Terme apparu au xxe s., dérivé de l'adjectif existentiel.

Philosophie Générale, Morale

Doctrine qui affirme la précédence de l'existence humaine sur l'essence, et qui en tire les conséquences concernant la libre détermination de l'existence humaine par elle-même.

L'existentialisme pris généralement affirme la primauté de l'existence humaine comme situation et condition fondamentale de tout acte et de toute pensée : la précédence de l'existence sur l'essence ne signifie alors rien d'autre que la nécessité de se situer dans le milieu de l'existence humaine pour commencer à penser. Dans cette perspective l'existentialisme est l'héritier d'une tradition chrétienne qui confronte l'existence humaine dans son immanence à l'ouverture de la transcendance qui n'est possible qu'à partir d'elle et pour elle : de Kierkegaard à Jaspers ou Gabriel Marcel, ce courant existentialiste qui n'en a jamais revendiqué le nom a grandement contribué à la constitution de l'existence subjective comme seul authentique point de départ de la philosophie(1). Explicitement revendiquée par Sartre, et généralement élargie à un groupe d'auteurs français qui lui sont contemporains (parmi lesquels S. de Beauvoir et M. Merleau-Ponty), l'appellation « existentialisme » est donc problématiquement utilisée pour désigner un ensemble de penseurs dont le trait commun tient à la centralité de l'existence humaine dans leur réflexion – au point parfois de s'être cherché rétrospectivement des prédécesseurs chez certains philosophe ou écrivains du xixe s., comme Kafka ou Dostoïevski.
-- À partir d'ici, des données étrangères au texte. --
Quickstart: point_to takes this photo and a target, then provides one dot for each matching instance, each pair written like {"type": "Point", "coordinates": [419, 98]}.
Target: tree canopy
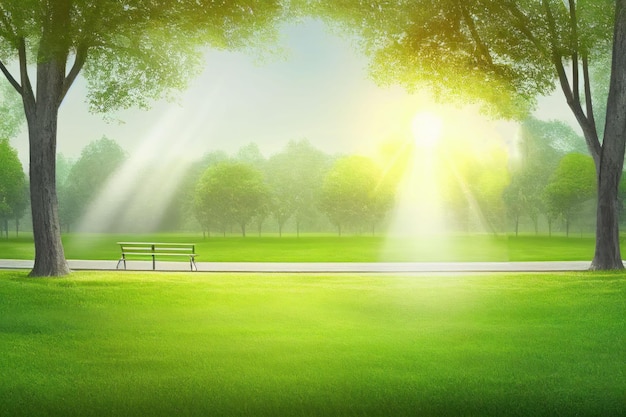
{"type": "Point", "coordinates": [504, 54]}
{"type": "Point", "coordinates": [130, 52]}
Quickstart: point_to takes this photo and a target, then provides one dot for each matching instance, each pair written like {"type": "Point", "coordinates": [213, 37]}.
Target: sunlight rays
{"type": "Point", "coordinates": [452, 152]}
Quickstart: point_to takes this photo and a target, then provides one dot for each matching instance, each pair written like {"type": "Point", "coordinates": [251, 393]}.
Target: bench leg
{"type": "Point", "coordinates": [118, 263]}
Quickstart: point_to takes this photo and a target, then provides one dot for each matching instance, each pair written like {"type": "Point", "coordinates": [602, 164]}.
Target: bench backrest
{"type": "Point", "coordinates": [157, 248]}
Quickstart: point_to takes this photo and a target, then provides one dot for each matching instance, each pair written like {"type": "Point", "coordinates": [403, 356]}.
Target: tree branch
{"type": "Point", "coordinates": [79, 62]}
{"type": "Point", "coordinates": [521, 23]}
{"type": "Point", "coordinates": [589, 128]}
{"type": "Point", "coordinates": [574, 46]}
{"type": "Point", "coordinates": [588, 97]}
{"type": "Point", "coordinates": [480, 45]}
{"type": "Point", "coordinates": [10, 78]}
{"type": "Point", "coordinates": [28, 97]}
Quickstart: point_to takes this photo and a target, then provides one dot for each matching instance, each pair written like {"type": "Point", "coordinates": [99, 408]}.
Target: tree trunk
{"type": "Point", "coordinates": [607, 254]}
{"type": "Point", "coordinates": [42, 134]}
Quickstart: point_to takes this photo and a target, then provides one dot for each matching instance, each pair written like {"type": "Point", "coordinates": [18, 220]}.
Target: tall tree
{"type": "Point", "coordinates": [12, 184]}
{"type": "Point", "coordinates": [130, 51]}
{"type": "Point", "coordinates": [504, 54]}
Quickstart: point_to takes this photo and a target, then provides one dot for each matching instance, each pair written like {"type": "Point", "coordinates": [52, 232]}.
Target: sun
{"type": "Point", "coordinates": [427, 127]}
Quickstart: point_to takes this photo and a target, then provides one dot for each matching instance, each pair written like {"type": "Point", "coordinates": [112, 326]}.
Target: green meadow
{"type": "Point", "coordinates": [324, 248]}
{"type": "Point", "coordinates": [189, 344]}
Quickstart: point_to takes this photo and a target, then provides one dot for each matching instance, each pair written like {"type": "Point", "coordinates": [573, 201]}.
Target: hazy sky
{"type": "Point", "coordinates": [320, 91]}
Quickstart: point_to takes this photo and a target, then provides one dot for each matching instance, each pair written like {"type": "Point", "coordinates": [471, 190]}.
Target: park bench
{"type": "Point", "coordinates": [152, 250]}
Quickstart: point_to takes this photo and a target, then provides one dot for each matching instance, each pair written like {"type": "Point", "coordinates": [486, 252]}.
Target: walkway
{"type": "Point", "coordinates": [322, 267]}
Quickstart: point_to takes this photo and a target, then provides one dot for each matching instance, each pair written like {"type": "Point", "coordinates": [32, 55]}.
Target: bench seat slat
{"type": "Point", "coordinates": [154, 250]}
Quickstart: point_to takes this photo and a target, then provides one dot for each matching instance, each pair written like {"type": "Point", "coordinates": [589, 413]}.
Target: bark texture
{"type": "Point", "coordinates": [611, 159]}
{"type": "Point", "coordinates": [42, 116]}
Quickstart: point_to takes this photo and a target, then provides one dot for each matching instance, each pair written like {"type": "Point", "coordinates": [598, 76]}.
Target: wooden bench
{"type": "Point", "coordinates": [153, 250]}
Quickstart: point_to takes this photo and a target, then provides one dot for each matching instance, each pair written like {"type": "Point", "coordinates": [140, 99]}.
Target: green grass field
{"type": "Point", "coordinates": [183, 344]}
{"type": "Point", "coordinates": [312, 248]}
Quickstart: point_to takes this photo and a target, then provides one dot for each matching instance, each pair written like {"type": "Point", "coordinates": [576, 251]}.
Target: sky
{"type": "Point", "coordinates": [320, 91]}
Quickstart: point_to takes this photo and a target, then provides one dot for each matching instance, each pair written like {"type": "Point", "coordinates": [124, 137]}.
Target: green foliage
{"type": "Point", "coordinates": [87, 176]}
{"type": "Point", "coordinates": [12, 119]}
{"type": "Point", "coordinates": [230, 193]}
{"type": "Point", "coordinates": [354, 195]}
{"type": "Point", "coordinates": [145, 344]}
{"type": "Point", "coordinates": [134, 51]}
{"type": "Point", "coordinates": [541, 146]}
{"type": "Point", "coordinates": [498, 53]}
{"type": "Point", "coordinates": [295, 177]}
{"type": "Point", "coordinates": [572, 184]}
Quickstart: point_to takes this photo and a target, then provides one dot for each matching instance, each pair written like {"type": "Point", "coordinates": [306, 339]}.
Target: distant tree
{"type": "Point", "coordinates": [505, 54]}
{"type": "Point", "coordinates": [541, 146]}
{"type": "Point", "coordinates": [130, 52]}
{"type": "Point", "coordinates": [250, 154]}
{"type": "Point", "coordinates": [13, 199]}
{"type": "Point", "coordinates": [571, 185]}
{"type": "Point", "coordinates": [229, 193]}
{"type": "Point", "coordinates": [97, 162]}
{"type": "Point", "coordinates": [353, 195]}
{"type": "Point", "coordinates": [295, 177]}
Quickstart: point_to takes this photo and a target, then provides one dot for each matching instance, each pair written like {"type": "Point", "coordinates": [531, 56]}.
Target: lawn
{"type": "Point", "coordinates": [190, 344]}
{"type": "Point", "coordinates": [319, 248]}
À ce titre, Être et temps de Martin Heidegger(2) constitue en 1927 une des étapes décisives dans la constitution de l'existentialisme comme doctrine philosophique : c'est en effet chez Heidegger à partir d'une analytique des caractères fondamentaux de l'existence humaine que doit être restaurée la possibilité d'ouvrir la question de l'être comme question fondamentale de la philosophie. Dans ce sens, l'existence humaine (Dasein) est dotée d'un privilège décisif ; elle est cet étant pour lequel il en va de son être dans son existence. L'existence humaine se conçoit donc comme une certaine façon d'être au monde qui est toujours d'emblée concernée par ce que cela signifie pour elle que d'être – et de pouvoir n'être pas. L'analytique existentiale conçue sur cette base postule que l'existence humaine ne se saisit elle-même comme ainsi concernée qu'au prix d'un arrachement à la quotidienneté, qui occulte en permanence l'idée inconfortable de la mort. Cet inconfort se manifeste selon l'analytique existentiale dans la modalité du souci (Sorge), qui projette l'existence humaine en dehors d'elle-même.
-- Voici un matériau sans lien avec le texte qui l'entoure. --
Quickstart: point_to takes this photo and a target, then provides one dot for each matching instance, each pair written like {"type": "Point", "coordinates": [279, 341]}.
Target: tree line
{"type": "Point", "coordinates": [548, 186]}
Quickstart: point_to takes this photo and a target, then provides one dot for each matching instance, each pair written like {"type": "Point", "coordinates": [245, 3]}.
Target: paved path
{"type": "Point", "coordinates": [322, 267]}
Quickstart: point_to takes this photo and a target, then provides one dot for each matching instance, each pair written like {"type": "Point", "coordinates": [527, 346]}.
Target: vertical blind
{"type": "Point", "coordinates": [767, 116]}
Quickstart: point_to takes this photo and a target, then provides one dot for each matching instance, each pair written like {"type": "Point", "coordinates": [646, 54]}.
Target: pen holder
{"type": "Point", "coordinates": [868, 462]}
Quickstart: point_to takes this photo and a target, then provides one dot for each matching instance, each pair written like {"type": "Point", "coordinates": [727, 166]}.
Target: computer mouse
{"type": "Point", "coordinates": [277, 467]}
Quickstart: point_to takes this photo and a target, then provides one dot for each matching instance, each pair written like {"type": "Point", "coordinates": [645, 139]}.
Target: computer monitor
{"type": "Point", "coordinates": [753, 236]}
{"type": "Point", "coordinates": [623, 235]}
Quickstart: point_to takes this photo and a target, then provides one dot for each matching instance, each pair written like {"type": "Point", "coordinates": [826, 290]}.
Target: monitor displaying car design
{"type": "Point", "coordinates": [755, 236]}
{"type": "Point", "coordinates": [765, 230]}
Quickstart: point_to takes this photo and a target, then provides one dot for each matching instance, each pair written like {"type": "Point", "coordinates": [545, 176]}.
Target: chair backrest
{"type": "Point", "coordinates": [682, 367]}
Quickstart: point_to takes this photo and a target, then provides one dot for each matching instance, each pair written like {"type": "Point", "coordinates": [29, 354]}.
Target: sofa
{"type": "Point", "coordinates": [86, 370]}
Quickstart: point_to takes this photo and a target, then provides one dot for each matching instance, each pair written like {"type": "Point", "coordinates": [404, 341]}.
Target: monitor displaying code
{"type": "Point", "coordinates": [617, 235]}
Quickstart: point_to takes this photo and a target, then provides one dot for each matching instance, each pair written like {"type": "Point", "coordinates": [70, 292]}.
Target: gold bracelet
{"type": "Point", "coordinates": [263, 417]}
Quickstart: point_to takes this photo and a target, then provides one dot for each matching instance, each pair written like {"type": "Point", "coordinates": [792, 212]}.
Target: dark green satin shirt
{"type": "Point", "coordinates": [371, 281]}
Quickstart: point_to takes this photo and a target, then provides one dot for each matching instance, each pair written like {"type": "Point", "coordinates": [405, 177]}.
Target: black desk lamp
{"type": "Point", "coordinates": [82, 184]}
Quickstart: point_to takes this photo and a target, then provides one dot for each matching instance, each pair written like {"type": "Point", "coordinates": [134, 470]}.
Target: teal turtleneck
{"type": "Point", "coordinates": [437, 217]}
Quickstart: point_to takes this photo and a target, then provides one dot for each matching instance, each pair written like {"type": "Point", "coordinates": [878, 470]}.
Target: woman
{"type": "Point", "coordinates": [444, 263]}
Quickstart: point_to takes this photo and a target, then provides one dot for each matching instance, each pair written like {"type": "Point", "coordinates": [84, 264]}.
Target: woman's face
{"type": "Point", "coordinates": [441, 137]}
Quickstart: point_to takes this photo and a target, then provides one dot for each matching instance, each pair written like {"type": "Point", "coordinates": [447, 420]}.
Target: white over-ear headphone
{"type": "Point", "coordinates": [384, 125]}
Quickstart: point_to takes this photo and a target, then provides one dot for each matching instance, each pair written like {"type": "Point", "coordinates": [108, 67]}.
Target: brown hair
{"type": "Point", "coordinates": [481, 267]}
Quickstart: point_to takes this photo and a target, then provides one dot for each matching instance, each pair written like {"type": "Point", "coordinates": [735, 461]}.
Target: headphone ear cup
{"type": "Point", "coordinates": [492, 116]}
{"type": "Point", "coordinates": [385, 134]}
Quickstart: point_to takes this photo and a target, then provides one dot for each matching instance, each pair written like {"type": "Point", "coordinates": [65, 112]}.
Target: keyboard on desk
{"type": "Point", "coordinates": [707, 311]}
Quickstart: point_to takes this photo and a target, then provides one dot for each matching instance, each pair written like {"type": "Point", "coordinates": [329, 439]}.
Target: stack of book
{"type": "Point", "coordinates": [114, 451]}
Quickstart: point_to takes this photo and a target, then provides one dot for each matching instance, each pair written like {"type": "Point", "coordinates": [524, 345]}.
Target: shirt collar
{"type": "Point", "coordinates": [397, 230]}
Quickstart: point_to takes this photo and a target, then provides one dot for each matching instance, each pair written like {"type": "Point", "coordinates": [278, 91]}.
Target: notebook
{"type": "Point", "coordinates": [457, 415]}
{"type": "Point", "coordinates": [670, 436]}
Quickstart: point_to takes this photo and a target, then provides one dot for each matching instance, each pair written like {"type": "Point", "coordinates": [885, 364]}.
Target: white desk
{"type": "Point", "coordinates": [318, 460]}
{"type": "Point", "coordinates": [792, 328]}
Heidegger met ainsi en forme un certain nombre de traits caractéristiques de la philosophie de l'existence qui vont influencer une génération de jeunes philosophes français et allemands, au premier rang desquels Jean-Paul Sartre. En effet, dans l'effort même pour saisir l'existence humaine comme foyer depuis lequel ouvrir un autre questionnement, Heidegger déterminait une non-coïncidence à soi qui constitue le paradigme constant des philosophies de l'existence. Sartre creuse cette figure de l'existence, et lui donne une forme ontologique déterminée dans L'Être et le néant : elle est définie comme la « possibilité pour la réalité humaine de sécréter un néant qui l'isole »(3), c'est-à-dire d'éprouver une distance avec l'être qui se laisse saisir comme « néantisation ». Cette structure ontologique de l'existence humaine permet de la définir comme pour-soi, qui par sa faculté de s'appréhender sur fond de néant s'éprouve, dans les vécus de la conscience, comme l'impossibilité de reposer simplement dans sa propre essence : « concrètement, chaque pour soi est le manque d'une certaine coïncidence à soi »(4).
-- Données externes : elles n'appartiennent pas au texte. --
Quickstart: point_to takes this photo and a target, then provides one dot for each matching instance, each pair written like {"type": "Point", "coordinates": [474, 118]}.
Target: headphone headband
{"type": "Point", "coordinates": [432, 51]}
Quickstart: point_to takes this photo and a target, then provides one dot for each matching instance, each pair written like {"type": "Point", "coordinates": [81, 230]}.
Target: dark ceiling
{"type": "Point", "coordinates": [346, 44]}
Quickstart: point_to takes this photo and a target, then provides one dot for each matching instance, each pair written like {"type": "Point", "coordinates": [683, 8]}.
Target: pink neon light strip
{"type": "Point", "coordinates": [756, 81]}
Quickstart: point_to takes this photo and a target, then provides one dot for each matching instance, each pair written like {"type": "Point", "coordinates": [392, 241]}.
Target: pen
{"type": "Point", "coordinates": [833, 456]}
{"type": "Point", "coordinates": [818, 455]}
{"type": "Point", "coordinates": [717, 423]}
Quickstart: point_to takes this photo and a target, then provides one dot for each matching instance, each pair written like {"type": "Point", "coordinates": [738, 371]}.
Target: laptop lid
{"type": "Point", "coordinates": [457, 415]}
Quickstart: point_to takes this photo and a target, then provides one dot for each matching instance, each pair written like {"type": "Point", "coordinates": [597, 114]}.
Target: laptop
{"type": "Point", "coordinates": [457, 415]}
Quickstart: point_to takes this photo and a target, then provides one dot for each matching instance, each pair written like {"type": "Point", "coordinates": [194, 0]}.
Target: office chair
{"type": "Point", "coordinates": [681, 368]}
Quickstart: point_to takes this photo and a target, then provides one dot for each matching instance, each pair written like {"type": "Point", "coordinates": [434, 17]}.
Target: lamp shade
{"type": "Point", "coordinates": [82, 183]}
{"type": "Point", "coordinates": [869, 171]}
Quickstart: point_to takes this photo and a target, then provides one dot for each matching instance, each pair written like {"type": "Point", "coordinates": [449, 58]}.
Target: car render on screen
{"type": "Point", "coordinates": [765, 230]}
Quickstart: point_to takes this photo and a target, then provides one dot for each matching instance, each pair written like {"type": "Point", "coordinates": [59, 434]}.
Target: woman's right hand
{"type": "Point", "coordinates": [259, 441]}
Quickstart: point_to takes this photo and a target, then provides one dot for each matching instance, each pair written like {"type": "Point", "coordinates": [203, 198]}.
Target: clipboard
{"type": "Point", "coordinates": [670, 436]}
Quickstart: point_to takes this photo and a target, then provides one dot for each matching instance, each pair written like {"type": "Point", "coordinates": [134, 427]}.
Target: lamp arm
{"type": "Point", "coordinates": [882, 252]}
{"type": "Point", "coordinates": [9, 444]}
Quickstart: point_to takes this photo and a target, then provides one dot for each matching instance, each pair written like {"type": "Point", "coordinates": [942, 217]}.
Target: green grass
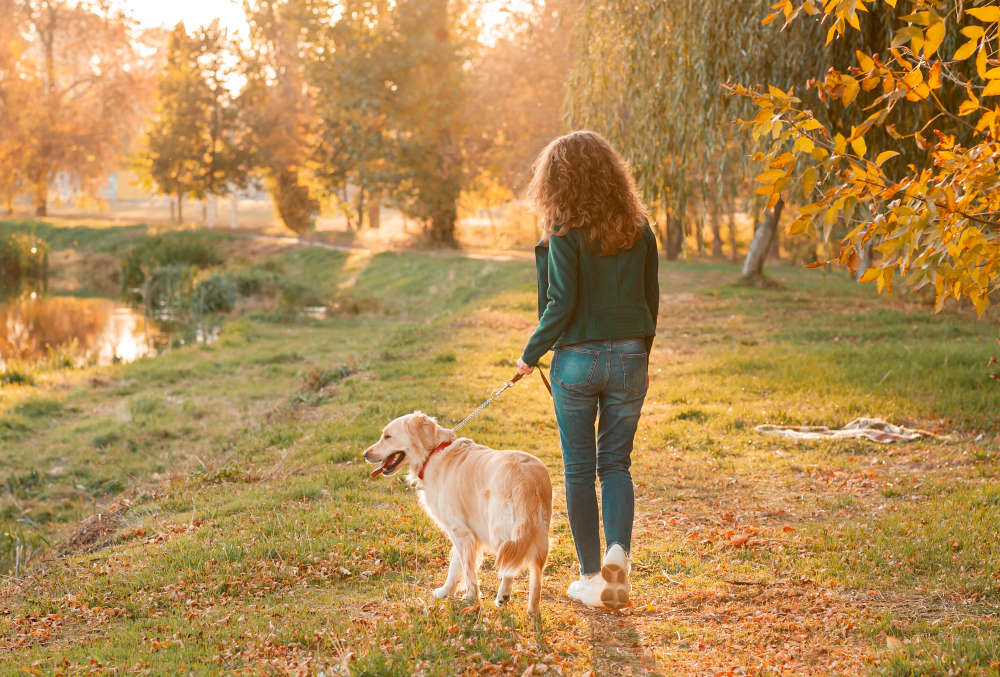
{"type": "Point", "coordinates": [240, 530]}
Cette non-coïncidence à soi est la conséquence directe du refus du primat de l'essence sur l'existence. L'existentialisme sartrien refuse donc d'un côté la détermination d'une nature humaine préalable aux actes singuliers des hommes (« cela signifie que l'homme existe d'abord, se rencontre, surgit dans le monde, et qu'il se définit après »(5)). Il refuse donc aussi d'un autre côté la position d'un monde de valeurs transcendantes qui pourraient être utilisées comme critères pour juger et valider les actes immanents de la subjectivité (ce qui le conduit à penser l'existence humaine, à la différence des existentialistes chrétiens, de façon radicalement athée, c'est-à-dire privée de la garantie éthique d'un Dieu mais privée également de toute morale formelle qui laïciserait Dieu « avec le moins de frais possible »). L'homme existe donc au sens où il se trouve situé dans la subjectivité comme un certain projet, que rien ne précède ni ne détermine d'autre que son acte et son choix. Cette solitude se conçoit sans pour autant alléger en quoi que ce soit la responsabilité éthique de l'homme : « la première démarche de l'existentialisme est de mettre tout homme en possession de ce qu'il est et de faire reposer sur lui la responsabilité totale de son existence »(6)). L'existentialisme définit ainsi les conditions strictes dans lesquelles la liberté humaine est concevable : chaque acte de l'homme est un engagement total dans lequel l'existence humaine se réalise à titre individuel et se projette comme choix engageant la totalité de l'humanité, parce que la « subjectivité » dont il est question n'est pas individualité mais détermination immédiatement rapportable à tous les autres hommes. Ainsi chaque homme, en se choisissant, « choisit tous les hommes »(7).

Laurent Gerbier

Notes bibliographiques

  • 1 ↑ Wahl, J., Esquisse d'une histoire de l'existentialisme, Paris, L'Arche, 1949, p. 13 sq., considère que la philosophie de l'existence naît du refus par Kierkegaard de la réduction hégélienne de la conscience à un simple « chapitre » du Savoir Absolu ; en sens inverse M. Merleau-Ponty montre que certaines caractéristiques de l'existentialisme naissent précisément chez Hegel (« L'existentialisme de Hegel », dans Sens et non-sens (1966), Gallimard, Paris, 1996).
  • 2 ↑ Heidegger, M., Être et temps (1927), tr. F. Vezin, Gallimard, Paris, 1987.
  • 3 ↑ Sartre, J.-P., L'Être et le néant (1943), Ie partie, I, 5, Gallimard, Paris, 1976, p. 59.
  • 4 ↑ Sartre, J.-P., ibid., IIe partie, I, 4, p. 140.
  • 5 ↑ Sartre, J.-P., L'existentialisme est un humanisme, Nagel, Paris, 1970, p. 21.
  • 6 ↑ Sartre, J.-P., ibid., p. 24.
  • 7 ↑ Sartre, J.-P., ibid., p. 25.
  • Voir aussi : Dufrenne, M. et Ricœur, P., Karl Jaspers et la philosophie de l'existence, Seuil, Paris, 1947.
  • Gadamer, H.-G., « Existentialisme et philosophie de l'existence » (1981), tr. J. Grondin dans Les chemins de Heidegger, Vrin, Paris, 2002.
  • Mounier, E., Introduction aux existentialismes, Seuil, Paris, 1947.